Editor’s note: Jerome Fast, the principal investigator of the Holistic Interactions of Shallow Clouds, Aerosols, and Ecosystems (HI-SCALE) campaign, sent this update.
The second phase of HI-SCALE is underway! And, somehow we are surviving the heat and humidity! The G-1 aircraft arrived in Bartlesville on Saturday, August 24, and we spent the next day ensuring the plane and instruments were ready for flight missions.
Between Monday, August 25, and Labor Day, we completed seven research flights on five days. Because of the warm temperatures in Oklahoma this time of year and the heavy instrument payload, we have been flying somewhat shorter research missions and flying two missions per day on some days so that we can sample shallow cumulus clouds when they form.
The evolution of shallow cumulus was particularly interesting during the two flights on August 30. Shallow cumulus started to form over southern and eastern Oklahoma while the G-1 began sampling boundary layer properties over the Southern Great Plains megasite under clear skies. By the end of the first G-1 flight, shallow cumulus began to form over the SGP site as well.
The G-1 also measured strong variations in aerosol concentrations, especially for smaller particle sizes. As the second flight commenced, shallow cumulus was prevalent over Oklahoma. The boundary layer height and cloud base rose ~600 meters compared to the morning flight. Some of the shallow clouds grew deeper, producing isolated deep convection and rain. The satellite imagery shows that multiple cold pools also formed, disturbing the distribution of shallow cumulus and producing pockets of cloud free areas.

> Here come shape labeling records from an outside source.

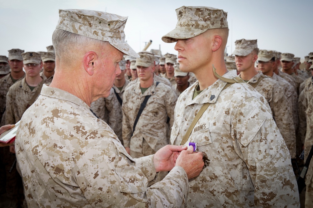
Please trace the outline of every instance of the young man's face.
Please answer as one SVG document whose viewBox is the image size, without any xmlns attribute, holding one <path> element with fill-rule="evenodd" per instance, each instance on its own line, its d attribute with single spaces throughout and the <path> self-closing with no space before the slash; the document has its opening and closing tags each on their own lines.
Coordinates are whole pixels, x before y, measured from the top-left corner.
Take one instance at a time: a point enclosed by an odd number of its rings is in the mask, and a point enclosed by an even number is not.
<svg viewBox="0 0 313 208">
<path fill-rule="evenodd" d="M 280 61 L 281 68 L 284 70 L 289 70 L 291 69 L 294 65 L 293 61 L 287 61 L 283 60 Z"/>
<path fill-rule="evenodd" d="M 153 76 L 154 71 L 154 66 L 151 65 L 148 67 L 142 66 L 137 66 L 137 72 L 138 77 L 140 80 L 147 81 L 150 79 Z"/>
<path fill-rule="evenodd" d="M 208 67 L 211 61 L 211 39 L 205 32 L 188 39 L 179 40 L 174 49 L 178 51 L 179 68 L 182 71 L 195 72 Z"/>
<path fill-rule="evenodd" d="M 175 82 L 177 86 L 183 86 L 188 83 L 189 75 L 177 76 L 175 77 Z"/>
<path fill-rule="evenodd" d="M 244 56 L 235 56 L 235 62 L 238 71 L 244 71 L 252 67 L 254 68 L 254 62 L 258 59 L 257 55 L 253 51 Z"/>
<path fill-rule="evenodd" d="M 174 65 L 172 63 L 167 63 L 165 64 L 165 69 L 166 72 L 170 75 L 173 74 L 174 73 Z"/>
<path fill-rule="evenodd" d="M 34 77 L 38 75 L 42 68 L 42 64 L 27 64 L 23 65 L 25 70 L 26 76 L 30 77 Z"/>
<path fill-rule="evenodd" d="M 9 61 L 9 65 L 12 71 L 16 73 L 23 70 L 23 61 L 17 59 Z"/>
<path fill-rule="evenodd" d="M 261 71 L 263 74 L 268 76 L 271 76 L 273 73 L 273 66 L 275 63 L 272 60 L 268 61 L 259 61 L 258 68 L 259 70 Z"/>
</svg>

By coupling routine ARM Facility in situ and remote sensing measurements, with the special in situ aerosol measurements collected at the SGP ground site, and the meteorology, radiation, trace gas, and aerosol measurements collected by the G-1 aircraft, we plan to better understand and model the relationships between the initiation and evolution of shallow cumulus populations, land-atmosphere interactions, boundary layer turbulent mixing, and aerosols.